Enhanced electrochemical performance of Ba0.5Sr0.5Co0.8Fe0.2O3-δ cathode by Zr4+, Sm3+ and Yb3+ tri-doped BaCeO3 compositing for intermediate-temperature thin-film fuel cells

Abstract

In this study, Zr4+, Sm3+ and Yb3+ tri-doped BaCeO3 (BaCe0.7Zr0.1Sm0.1Yb0.1O3-α) was prepared using a citric acid-EDTA combined complexing sol-gel method. The influence of sintering aid (CuO) content on structure, sinter-ability and conductivity of BaCe0.7Zr0.1Sm0.1Yb0.1O3-α (BCZSY) was studied using XRD, SEM and AC impedance. XRD patterns of different sintering aid contents and temperatures showed that all samples formed a pure BaCeO3 orthorhombic phase without any impurities. The conductivity of 1500-BCZSY reached 1.8×10-2 S.cm-1 and 1.9×10-2 S.cm-1 in dry nitrogen and hydrogen atmospheres at 700 °C, respectively.
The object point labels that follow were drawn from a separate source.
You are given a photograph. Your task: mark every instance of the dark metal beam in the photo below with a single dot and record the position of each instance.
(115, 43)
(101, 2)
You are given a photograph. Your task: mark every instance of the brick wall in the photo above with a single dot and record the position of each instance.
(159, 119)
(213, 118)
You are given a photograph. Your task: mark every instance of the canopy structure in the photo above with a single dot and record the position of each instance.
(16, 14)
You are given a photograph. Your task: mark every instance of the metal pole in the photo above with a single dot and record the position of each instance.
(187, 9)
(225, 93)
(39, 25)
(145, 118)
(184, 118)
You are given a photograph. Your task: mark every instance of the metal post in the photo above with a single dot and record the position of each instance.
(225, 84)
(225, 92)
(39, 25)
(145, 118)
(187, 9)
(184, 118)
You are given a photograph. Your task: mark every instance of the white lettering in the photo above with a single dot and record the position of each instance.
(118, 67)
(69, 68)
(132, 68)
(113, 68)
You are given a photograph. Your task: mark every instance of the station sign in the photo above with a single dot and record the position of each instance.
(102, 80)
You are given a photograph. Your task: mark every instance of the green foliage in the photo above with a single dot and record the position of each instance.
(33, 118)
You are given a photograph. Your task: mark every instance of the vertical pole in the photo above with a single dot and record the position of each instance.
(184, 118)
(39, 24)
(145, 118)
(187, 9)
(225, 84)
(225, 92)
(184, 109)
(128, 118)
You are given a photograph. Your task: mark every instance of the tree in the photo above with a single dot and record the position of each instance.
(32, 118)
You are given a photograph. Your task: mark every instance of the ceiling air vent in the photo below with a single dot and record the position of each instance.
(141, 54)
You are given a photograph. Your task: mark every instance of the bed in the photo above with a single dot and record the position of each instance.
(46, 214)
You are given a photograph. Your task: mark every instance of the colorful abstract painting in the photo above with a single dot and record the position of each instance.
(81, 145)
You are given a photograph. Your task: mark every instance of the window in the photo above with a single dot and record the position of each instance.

The anode-supported membrane fuel cells of NiO-BCZSY | BCZSY (13 μm) | Ba0.5Sr0.5Co0.8Fe0.2O3-δ (BSCF) and NiO-BCZSY | BCZSY (15 μm) | BCZSY-BSCF were fabricated, respectively. SEM results showed that the cathode, anode-support and electrolyte had good adhesion. The polarization resistance (Rp) of BCZSY-BSCF was significantly reduced by 34%, 44% and 55% compared to BSCF at 500 °C, 550 °C and 600 °C, respectively. The maximum power density (Pmax) using BCZSY-BSCF as the cathode increased by 18%, 17% and 22% compared to BSCF at 500 °C, 550 °C and 600 °C under the condition of slightly higher electrolyte film thickness, correspondingly.